The digital transformation in financial services is about the move from the physical to the virtual world, from person-to-person interaction toward person-to-machine or machine-to-machine. It is Celent’s view that Integrating and coordinating among disparate and siloed delivery channels will be critical to satisfying ever-increasing customer expectations. This in part encompasses looking at how financial institutions relate with their customers and ecosystem, but also about the underlying infrastructure and processes required to provide a digital experience. It also encompasses re-thinking how a branch should look like and what services it should provide as an integral part of the customer experience. In this context I had the chance to moderate a panel during last week Next Bank Americas. With the participation of Hugo Nájera Alva - Head of Digital Banking at BBVA Bancomer, Miguel Angel Fañanas - Director of Corporate Customers and Multinationals in Telefonica Mexico, Héctor Cárdenas - CEO and cofounder of Conekta (conekta.io), and Martin Naor - partner and CEO of Infocorp, we discussed about the digital transformation in the financial industry. What an excellent moment to do it, along with the BBVA Open Talent that looked into promising fin-tech and digital life start-ups. I wanted to take this opportunity to share with you some of my take aways from this panel:
- Banks have a harder time reconciling digital with their legacy platform and infrastructure, and how they have been doing business for many years. Fin-tech start-ups instead are born digital, without any legacy, but they need to be careful not to build one for themselves as they grow.
- Technology doesn’t seem to be the constraint for becoming digital, neither is budget. Banks have much more resources and still we are seeing some interesting start-ups in different aspects of banking disrupting with much better digital propositions. Banks instead need to push the digital concept across the organization, and very tied to the concept of innovation, they need to make fundamental changes in the culture of the organization. This is what banks such as BBVA are trying to do though their Innovation Centers, open API’s, Hackatons and fostering an ecosystem of fin-tech startups in Americas and Europe, and why they partner with Next Bank to propel those.

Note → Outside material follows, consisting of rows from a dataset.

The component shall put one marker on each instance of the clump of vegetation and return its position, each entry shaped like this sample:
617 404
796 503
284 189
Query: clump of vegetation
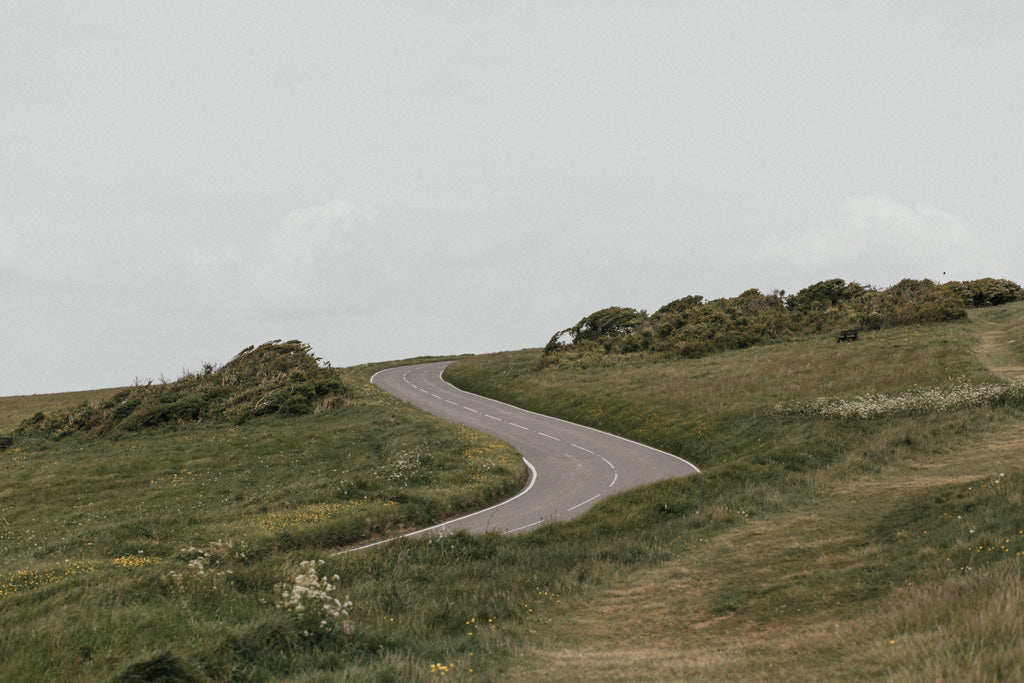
275 378
692 327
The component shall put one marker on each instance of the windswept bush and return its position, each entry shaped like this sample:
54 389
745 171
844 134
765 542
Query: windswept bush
692 327
987 292
275 378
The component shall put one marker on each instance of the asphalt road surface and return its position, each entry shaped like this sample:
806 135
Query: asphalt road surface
571 467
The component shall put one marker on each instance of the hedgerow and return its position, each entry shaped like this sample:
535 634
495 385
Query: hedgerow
275 378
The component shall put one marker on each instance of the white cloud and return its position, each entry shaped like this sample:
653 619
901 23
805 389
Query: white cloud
310 231
877 238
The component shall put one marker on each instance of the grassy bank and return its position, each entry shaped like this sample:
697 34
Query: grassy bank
168 549
811 547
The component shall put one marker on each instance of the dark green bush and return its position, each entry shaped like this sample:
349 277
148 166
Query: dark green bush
692 327
276 378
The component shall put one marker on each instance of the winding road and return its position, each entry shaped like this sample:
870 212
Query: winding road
571 467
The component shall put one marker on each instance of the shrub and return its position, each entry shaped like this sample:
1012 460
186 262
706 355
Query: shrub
691 327
275 378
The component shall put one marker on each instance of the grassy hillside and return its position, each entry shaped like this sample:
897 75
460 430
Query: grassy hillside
816 544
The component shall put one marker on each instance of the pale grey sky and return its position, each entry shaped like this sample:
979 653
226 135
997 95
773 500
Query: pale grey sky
388 179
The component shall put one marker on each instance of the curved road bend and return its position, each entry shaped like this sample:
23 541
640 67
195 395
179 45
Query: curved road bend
571 467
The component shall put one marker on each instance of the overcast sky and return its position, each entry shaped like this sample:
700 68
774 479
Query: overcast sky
389 179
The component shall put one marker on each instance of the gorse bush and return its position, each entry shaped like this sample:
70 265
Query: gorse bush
692 327
275 378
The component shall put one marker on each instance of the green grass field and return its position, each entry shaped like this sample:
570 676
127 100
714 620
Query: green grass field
813 546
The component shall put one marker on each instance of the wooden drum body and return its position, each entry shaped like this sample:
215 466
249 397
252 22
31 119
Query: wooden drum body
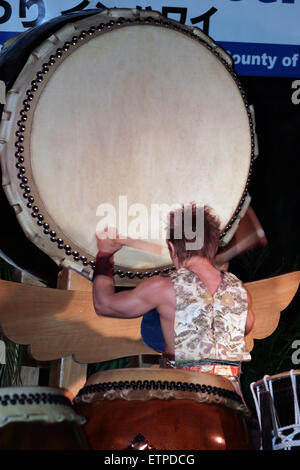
163 410
129 111
39 418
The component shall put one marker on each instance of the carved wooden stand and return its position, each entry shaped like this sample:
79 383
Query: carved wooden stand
60 325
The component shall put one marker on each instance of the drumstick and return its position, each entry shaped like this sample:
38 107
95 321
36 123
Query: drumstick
143 245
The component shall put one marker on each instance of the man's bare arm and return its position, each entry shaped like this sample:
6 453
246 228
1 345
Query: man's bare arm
250 316
148 295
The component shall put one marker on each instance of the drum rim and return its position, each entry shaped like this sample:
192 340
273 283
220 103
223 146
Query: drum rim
279 376
63 248
131 374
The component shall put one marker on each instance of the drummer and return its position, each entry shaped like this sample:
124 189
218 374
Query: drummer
204 312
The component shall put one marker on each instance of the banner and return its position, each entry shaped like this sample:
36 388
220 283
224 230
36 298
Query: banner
263 36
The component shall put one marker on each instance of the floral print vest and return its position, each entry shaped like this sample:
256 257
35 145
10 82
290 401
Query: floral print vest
209 327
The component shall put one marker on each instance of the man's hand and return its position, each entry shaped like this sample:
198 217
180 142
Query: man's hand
106 243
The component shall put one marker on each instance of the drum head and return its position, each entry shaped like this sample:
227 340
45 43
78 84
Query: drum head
121 119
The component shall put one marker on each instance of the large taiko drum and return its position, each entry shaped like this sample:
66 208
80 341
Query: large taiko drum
276 400
39 418
116 116
144 409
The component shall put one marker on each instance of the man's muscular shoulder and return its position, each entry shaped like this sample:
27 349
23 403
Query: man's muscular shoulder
161 287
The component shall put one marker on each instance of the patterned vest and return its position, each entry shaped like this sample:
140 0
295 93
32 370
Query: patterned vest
209 327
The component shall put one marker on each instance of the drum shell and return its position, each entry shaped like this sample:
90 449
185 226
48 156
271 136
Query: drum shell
42 436
163 422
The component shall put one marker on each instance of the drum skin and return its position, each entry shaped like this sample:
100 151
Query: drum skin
39 418
99 111
161 409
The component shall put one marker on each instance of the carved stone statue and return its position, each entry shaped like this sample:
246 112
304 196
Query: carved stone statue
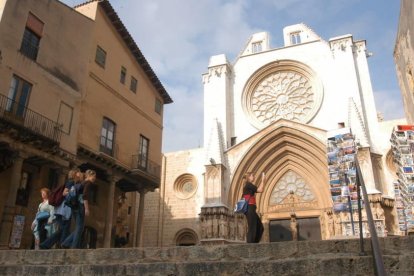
223 227
240 229
379 212
232 229
294 227
337 225
209 228
215 227
203 228
331 229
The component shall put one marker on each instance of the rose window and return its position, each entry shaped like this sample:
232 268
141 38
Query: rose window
286 92
291 182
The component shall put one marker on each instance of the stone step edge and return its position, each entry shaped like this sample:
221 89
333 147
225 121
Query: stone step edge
324 256
352 265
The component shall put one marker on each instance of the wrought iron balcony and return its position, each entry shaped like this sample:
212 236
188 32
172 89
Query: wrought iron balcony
34 125
140 162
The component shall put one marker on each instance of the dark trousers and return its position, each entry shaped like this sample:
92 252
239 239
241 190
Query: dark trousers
74 239
60 235
254 225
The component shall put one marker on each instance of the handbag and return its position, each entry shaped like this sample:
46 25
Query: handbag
56 196
42 215
242 206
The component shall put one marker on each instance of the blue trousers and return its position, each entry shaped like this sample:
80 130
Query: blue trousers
74 239
60 235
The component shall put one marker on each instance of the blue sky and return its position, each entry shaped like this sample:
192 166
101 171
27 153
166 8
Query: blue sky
178 37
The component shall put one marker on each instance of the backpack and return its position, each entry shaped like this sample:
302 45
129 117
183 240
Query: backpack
242 206
56 196
71 199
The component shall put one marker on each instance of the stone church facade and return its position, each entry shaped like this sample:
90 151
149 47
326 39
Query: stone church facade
272 110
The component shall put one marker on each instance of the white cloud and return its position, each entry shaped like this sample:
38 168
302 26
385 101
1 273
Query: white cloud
389 103
178 36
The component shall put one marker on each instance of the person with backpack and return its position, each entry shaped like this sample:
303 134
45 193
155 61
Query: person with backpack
254 224
63 212
44 216
80 209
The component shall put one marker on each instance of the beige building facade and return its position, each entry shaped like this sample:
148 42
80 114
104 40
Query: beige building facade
273 110
76 91
404 57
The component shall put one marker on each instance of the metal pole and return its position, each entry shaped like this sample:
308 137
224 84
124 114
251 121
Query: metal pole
379 263
350 205
361 234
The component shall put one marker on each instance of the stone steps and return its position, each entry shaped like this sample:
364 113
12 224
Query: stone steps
335 257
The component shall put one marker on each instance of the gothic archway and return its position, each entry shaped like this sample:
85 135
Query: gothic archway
286 146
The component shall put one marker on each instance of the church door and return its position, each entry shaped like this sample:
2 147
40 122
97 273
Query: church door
308 229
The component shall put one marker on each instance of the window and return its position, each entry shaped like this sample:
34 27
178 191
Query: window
108 137
31 37
295 38
93 194
18 97
233 141
65 117
100 57
158 106
143 152
257 47
123 75
53 178
133 86
30 44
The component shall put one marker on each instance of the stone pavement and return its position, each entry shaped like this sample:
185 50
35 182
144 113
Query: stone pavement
333 257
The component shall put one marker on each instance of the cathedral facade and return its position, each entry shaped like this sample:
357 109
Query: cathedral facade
272 110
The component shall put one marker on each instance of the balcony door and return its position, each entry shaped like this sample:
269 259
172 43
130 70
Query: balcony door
18 97
143 152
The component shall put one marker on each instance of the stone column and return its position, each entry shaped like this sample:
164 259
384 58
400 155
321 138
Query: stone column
140 219
62 176
10 206
110 211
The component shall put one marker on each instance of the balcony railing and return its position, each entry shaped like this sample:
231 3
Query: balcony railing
19 115
140 162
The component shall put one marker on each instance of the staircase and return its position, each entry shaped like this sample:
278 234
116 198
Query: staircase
333 257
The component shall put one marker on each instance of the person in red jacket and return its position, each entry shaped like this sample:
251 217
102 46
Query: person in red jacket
254 224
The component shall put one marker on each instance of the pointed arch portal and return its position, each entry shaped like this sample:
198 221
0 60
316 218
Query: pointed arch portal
294 160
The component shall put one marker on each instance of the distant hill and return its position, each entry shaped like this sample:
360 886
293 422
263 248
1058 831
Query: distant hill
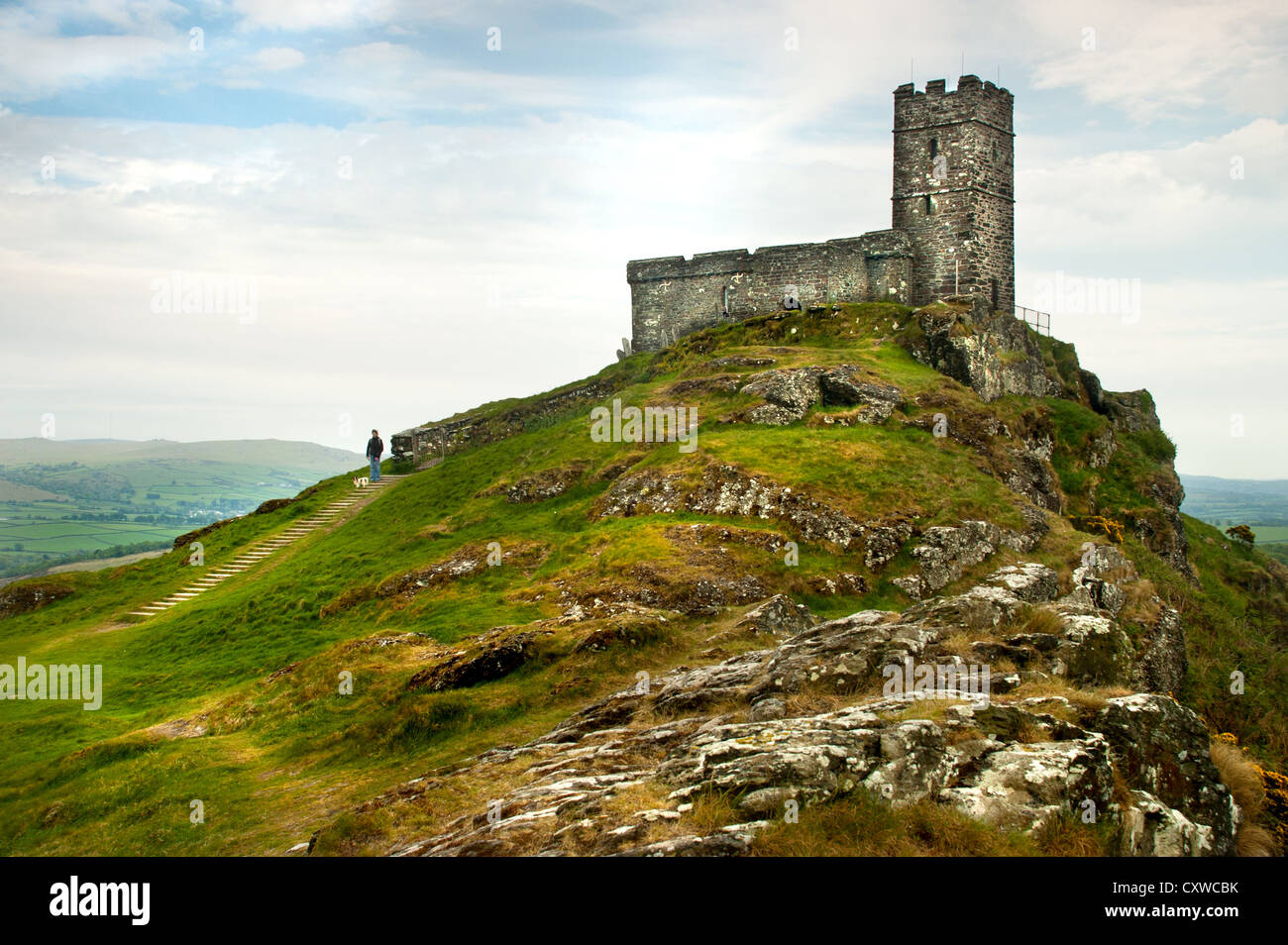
692 626
64 501
1260 503
97 452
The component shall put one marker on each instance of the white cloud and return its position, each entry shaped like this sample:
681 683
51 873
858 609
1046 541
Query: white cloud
1154 60
275 59
310 14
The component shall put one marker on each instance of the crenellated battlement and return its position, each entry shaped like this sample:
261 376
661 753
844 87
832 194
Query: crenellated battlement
951 231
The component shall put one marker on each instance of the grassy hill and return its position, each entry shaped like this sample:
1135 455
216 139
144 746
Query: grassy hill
600 571
64 501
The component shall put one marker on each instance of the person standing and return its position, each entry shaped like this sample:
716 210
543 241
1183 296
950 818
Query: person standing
375 447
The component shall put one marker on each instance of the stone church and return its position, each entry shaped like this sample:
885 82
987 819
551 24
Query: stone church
951 231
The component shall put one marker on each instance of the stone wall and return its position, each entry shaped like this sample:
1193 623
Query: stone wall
953 191
952 215
674 296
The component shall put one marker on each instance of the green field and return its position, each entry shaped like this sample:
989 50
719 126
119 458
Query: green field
65 501
278 753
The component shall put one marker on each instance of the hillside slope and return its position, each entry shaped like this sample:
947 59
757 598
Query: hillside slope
552 643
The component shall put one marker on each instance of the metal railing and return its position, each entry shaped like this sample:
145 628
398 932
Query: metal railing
1038 321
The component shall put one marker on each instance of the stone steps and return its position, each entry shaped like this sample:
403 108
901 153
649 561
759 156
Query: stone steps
265 549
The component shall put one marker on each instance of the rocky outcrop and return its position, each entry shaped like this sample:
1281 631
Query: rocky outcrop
750 729
496 653
544 485
728 490
780 615
991 353
947 551
789 393
29 595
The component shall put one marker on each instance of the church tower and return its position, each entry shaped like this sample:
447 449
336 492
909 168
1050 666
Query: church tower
953 189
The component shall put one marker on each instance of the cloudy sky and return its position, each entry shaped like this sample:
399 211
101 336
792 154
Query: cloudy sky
425 206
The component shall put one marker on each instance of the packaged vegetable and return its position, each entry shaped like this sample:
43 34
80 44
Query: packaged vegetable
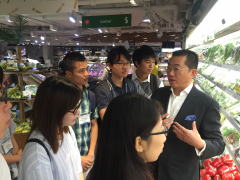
232 167
212 171
207 163
206 177
228 176
217 163
223 170
226 159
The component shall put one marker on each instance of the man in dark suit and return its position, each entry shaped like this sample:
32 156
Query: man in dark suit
195 133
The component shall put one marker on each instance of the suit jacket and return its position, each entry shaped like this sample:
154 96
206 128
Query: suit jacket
179 160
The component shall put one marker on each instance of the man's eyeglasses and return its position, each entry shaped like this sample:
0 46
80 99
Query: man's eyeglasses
175 69
76 109
121 65
3 98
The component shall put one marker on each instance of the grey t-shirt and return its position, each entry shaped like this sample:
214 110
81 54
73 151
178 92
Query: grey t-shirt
8 135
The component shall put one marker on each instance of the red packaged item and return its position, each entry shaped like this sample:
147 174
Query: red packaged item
228 176
217 163
206 177
207 163
223 170
212 171
226 159
232 167
237 176
217 177
202 172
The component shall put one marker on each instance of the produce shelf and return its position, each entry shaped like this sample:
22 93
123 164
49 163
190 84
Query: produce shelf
231 153
223 88
221 65
225 113
19 72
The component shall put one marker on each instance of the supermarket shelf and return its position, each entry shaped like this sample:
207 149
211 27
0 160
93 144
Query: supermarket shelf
225 113
226 66
231 153
20 72
223 88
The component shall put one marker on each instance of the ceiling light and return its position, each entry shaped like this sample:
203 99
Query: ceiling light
33 34
147 17
53 27
72 18
9 18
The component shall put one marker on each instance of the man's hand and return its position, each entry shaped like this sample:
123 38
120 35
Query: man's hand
86 162
191 137
168 121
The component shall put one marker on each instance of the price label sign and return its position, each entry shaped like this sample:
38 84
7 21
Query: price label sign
121 20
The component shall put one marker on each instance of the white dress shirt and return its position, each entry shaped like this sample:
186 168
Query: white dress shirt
140 89
175 104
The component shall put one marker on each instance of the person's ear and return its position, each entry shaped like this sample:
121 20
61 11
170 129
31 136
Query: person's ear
68 74
138 144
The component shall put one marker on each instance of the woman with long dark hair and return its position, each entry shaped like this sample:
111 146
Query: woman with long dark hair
51 153
131 135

- Digital also needs to reach to those customers that are still analog. This requires banks to re-imagine their branches and provide solutions that leverage the digital components but understanding the customer engagement required. Banks are quite better positioned than fin-tech start-ups in terms of physical presence, though it is no longer acceptable for banks to continue to open (or update) branches under the old branch paradigm.
- Banks need to better understand what customers really want, and that is not necessarily other financial product, but maybe help with administering their finances, banks helping them to save money, helping SMEs make more business, even expand globally. These are the type of issues fin-tech start-ups are tackling today. Banks have tons of information but they need to become smarter in how they use it and what new services can they offer to their customers. It is also important to look at how customers use technology in their everyday life to find ways of making banking more convenient.
- You just don’t claim that you are going to be more digital and then magically wait for that to happen. There is a lot of effort involved. In cases such as BBVA, acquiring Simple is part of such effort. Understanding the bank limitation in terms of its culture is also important to define what is feasible and what not. Reaching out to understand what the ecosystem is doing, actively engaging and participating to come up with a better digital vision has become an imperative today.